Work at SourceForge, help us to make it a better place! We have an immediate need for a Support Technician in our San Francisco or Denver office.

Close

#78 File sorting fails on hexadecimal encoding

open
nobody
None
5
2010-09-30
2010-09-30
Anonymous
No

I use comix 4.0.4 on openSUSE 11.2

i have an archive with the following files in it:
xyz001
xyz002
...
xyz009
xyz00A
...
xyz00F
xyz010
...
xyz019
xyz01A

this filelist is not correctly handled by comix' "alphanumeric_sort()" [filehandler.py], the result is:
xyz00A
...
xyz00F
xyz001
xyz01A
xyz002
...
xyz009
xyz010
...
xyz019

i don't see any sensible way to make alphanumeric sort handle this case correctly, so my suggestion is to introduce a GUI switch to decide whether "alphanumeric" or "lexicographic" sort should be used.

Discussion

  • Alan Horkan
    Alan Horkan
    2011-06-05

    If I were using a file manager like Nautilus or Thunar I'd just sort by date instead, it is usually the simplest answer to bad file names messing up sort order.

    This choice of file names that will not sort easily seems broken to me. I wonder how you ended up with that naming scheme.
    I would unpack, rename, and repack. (Thunar includes a nice bulk rename tool.)

     
  • Charles M.
    Charles M.
    2011-08-18

    I think this is actually a more important problem than the poster realizes.

    I think the most important criteria for the page sort order is consistency with other CBR readers. I've got about 4000 CBRs and almost without exception they were created expecting a lexicographic case-insensitive sort order, such as: page01.jpg, page0203.jpg, page04.jpg. Comix puts the page0203.jpg at the end. I can obviously change the CBR file to correct it, but it's a pain. I'd say about 1 in 20 of my CBRs has this problem.

    Furthermore, when I do fix or create a CBR myself, I have to consider that if I want to give a copy to someone using one of those other CBR readers, or if I ever want to change to another CBR reader, I need to make the page order consistent in both sort orders. Not that hard, but again a bit of a pain, and for me undermines any benefit of the alpha numeric sort feature.

    Personally I consider the lexicographic case insensitive sorting unavoidably part of the de facto standard for the CBR/CBZ/CBT format. I can imagine that someone who creates their own CBRs and doesn't intend to ever use another CBR reader might view the alpha numeric sort order as a feature. But in my opinion it's a fairly minor one since the point of CBRs isn't to hack around inside the archive anyway.

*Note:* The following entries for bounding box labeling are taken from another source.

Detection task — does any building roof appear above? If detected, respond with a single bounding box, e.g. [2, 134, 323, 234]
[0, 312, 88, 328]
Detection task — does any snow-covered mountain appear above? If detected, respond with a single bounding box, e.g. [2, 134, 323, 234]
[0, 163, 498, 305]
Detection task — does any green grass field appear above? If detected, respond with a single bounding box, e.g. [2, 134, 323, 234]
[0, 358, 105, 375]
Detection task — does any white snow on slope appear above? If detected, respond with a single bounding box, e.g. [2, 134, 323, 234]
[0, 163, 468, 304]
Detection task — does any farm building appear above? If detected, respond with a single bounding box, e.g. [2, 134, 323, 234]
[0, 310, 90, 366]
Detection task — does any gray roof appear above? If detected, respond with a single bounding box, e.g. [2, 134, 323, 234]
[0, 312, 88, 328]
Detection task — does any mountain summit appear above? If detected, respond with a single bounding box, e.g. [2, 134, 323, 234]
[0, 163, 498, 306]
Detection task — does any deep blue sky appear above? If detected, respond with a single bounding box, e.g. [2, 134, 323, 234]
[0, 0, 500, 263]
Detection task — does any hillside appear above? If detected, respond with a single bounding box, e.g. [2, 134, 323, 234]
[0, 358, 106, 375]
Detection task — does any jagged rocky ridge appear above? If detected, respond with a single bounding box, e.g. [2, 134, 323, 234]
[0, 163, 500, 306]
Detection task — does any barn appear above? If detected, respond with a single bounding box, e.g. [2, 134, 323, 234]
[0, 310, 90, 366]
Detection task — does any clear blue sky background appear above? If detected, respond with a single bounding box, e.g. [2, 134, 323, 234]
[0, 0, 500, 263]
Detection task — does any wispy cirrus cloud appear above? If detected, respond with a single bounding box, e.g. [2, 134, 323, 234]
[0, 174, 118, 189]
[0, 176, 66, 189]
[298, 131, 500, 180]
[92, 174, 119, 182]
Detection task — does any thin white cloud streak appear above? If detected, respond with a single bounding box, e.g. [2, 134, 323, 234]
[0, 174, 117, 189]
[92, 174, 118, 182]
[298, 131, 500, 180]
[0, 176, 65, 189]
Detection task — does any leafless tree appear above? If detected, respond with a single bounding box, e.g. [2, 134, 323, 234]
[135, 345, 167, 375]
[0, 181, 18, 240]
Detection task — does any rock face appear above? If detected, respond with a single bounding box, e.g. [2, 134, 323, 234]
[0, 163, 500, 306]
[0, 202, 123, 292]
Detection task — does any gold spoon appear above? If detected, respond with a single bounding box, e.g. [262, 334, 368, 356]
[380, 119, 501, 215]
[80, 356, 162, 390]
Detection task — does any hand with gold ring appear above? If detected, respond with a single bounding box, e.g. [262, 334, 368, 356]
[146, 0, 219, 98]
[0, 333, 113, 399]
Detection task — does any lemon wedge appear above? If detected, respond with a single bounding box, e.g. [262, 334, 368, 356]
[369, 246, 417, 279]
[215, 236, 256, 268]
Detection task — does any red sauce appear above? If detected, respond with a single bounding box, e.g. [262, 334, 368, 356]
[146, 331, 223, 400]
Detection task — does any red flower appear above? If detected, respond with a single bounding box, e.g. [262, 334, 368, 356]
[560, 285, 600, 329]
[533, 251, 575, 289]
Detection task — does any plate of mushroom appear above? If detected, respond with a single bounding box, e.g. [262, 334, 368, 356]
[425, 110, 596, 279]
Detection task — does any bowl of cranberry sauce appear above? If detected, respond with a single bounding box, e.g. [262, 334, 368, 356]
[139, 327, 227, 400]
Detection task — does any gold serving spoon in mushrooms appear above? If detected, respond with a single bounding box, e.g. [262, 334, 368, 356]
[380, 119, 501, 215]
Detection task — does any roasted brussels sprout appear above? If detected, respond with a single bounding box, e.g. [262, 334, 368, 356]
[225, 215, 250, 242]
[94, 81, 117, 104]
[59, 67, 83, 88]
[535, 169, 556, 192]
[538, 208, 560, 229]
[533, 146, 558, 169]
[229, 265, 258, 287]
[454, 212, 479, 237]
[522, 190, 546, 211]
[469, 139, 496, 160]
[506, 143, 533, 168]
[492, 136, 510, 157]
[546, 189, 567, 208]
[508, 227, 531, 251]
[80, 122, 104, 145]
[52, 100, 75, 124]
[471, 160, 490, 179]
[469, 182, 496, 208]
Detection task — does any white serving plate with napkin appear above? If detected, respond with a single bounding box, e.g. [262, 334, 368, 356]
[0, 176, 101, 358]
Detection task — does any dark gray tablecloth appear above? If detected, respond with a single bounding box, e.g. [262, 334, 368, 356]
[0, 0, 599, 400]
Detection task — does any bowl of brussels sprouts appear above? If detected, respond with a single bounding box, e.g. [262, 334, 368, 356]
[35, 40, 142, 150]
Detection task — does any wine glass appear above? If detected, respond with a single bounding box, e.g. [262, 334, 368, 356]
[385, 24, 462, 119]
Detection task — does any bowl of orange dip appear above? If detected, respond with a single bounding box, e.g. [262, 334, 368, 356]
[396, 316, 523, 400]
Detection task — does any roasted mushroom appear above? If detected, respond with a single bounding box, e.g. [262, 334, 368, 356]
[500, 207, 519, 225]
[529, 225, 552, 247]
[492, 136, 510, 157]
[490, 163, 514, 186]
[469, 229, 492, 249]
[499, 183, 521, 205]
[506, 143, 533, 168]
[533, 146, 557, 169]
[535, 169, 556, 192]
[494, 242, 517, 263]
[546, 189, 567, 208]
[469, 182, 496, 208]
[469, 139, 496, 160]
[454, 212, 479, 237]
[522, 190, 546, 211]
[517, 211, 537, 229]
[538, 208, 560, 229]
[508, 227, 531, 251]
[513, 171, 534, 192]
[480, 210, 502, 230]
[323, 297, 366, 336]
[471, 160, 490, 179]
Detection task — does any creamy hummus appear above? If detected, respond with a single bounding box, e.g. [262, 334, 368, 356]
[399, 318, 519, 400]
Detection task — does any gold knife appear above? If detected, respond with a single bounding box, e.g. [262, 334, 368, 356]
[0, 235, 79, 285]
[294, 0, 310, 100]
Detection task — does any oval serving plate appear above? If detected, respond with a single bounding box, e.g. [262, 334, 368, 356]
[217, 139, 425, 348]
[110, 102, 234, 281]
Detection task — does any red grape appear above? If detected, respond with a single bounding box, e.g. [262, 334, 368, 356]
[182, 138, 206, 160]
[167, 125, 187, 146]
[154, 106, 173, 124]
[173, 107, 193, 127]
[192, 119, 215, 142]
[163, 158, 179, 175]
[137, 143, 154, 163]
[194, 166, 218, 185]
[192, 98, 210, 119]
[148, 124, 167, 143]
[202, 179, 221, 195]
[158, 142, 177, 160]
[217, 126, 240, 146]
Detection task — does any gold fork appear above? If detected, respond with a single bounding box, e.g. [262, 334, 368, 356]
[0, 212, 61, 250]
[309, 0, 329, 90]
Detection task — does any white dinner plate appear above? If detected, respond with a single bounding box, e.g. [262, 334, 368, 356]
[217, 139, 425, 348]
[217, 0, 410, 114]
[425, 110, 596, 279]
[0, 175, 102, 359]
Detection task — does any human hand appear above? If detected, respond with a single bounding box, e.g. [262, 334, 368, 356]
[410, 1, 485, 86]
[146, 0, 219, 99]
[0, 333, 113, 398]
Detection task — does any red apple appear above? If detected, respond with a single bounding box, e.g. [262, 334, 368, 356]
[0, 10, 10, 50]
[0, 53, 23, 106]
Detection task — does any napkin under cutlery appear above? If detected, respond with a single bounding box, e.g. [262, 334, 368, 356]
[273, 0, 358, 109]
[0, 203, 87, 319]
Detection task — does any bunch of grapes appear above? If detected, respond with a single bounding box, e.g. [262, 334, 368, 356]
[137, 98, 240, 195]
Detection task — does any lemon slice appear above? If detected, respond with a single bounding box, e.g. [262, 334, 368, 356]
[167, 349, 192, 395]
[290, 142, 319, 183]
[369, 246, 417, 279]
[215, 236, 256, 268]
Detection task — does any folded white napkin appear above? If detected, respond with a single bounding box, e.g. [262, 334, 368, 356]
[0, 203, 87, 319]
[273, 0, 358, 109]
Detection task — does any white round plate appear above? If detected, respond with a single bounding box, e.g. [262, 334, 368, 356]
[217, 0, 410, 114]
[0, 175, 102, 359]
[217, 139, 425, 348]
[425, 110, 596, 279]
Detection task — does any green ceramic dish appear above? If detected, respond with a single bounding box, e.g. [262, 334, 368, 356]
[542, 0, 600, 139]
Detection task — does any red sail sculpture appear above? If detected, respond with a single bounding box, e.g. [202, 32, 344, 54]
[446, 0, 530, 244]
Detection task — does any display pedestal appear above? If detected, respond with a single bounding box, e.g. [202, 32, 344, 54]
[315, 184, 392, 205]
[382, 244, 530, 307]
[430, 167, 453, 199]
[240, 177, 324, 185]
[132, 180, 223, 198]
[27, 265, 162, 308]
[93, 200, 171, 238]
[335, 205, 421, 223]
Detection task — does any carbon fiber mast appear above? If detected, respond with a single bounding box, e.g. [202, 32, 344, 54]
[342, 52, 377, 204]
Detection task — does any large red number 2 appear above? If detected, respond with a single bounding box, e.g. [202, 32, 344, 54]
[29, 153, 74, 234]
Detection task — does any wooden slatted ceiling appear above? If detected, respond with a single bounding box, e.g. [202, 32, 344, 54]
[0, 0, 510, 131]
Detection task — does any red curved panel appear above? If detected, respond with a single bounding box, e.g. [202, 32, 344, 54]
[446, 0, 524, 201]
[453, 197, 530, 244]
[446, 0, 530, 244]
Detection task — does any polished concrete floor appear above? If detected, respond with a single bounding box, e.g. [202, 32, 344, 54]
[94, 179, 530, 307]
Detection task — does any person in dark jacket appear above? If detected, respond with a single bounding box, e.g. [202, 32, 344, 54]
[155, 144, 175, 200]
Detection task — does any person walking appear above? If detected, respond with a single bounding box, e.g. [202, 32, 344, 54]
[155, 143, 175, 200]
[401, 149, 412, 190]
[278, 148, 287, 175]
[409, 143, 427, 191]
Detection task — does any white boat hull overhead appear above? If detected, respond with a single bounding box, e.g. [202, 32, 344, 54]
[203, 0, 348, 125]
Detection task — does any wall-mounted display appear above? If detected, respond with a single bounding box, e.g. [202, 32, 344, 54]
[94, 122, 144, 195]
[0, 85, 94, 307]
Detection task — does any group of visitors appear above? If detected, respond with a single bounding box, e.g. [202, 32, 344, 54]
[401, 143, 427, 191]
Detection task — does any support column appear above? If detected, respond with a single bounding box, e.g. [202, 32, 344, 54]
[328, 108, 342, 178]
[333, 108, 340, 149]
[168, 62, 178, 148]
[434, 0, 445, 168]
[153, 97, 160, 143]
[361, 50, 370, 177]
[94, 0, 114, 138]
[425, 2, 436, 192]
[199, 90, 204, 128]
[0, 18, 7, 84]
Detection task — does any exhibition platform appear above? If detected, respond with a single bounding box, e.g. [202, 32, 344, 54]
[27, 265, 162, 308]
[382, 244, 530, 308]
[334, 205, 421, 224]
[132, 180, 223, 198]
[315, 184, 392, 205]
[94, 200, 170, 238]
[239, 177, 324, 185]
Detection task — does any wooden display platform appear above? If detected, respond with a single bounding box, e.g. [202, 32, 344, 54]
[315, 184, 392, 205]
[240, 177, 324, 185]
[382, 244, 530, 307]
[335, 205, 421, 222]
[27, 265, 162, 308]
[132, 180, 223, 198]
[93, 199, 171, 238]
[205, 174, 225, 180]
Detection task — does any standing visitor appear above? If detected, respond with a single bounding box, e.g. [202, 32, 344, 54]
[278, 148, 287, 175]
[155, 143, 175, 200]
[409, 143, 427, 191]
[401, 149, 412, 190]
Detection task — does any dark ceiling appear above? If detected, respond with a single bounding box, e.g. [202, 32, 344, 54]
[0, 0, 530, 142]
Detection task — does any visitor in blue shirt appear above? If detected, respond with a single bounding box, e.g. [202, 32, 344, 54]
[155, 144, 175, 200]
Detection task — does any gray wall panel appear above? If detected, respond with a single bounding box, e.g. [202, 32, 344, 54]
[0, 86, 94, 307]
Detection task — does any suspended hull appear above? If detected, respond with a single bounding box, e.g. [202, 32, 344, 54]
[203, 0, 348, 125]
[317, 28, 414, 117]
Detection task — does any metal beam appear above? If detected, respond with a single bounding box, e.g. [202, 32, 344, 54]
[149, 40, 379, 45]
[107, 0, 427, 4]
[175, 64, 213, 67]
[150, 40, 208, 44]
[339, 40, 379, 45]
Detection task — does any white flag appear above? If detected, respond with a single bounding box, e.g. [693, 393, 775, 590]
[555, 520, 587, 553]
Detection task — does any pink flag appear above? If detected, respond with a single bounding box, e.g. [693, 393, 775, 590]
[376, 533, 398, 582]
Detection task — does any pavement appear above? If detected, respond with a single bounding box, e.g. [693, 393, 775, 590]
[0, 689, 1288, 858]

I'm sure a lot of Comix users aren't even aware of the internals of CBR files.

    To fix this, I would just change the sort order and not offer a configuration option to change it. Very easy code change too. If I did have a config option I'd suggest a checkbox labeled "Use old page sort order (deprecated)" that would default to unchecked and pop up a warning dialog when checked, explaining some of the issues, instead of radio buttons presenting it as a neutral choice.

     
  • Alan Horkan
    Alan Horkan
    2011-10-14

    charles, comix hasn't been updated since 2009 so changes might not happen.

    my comment is to is to suggest to anyone who might want to fix this that there is a potential workaround, and a sort by date option would also be useful to anyone using Comix not just for comics but as a general image viewer.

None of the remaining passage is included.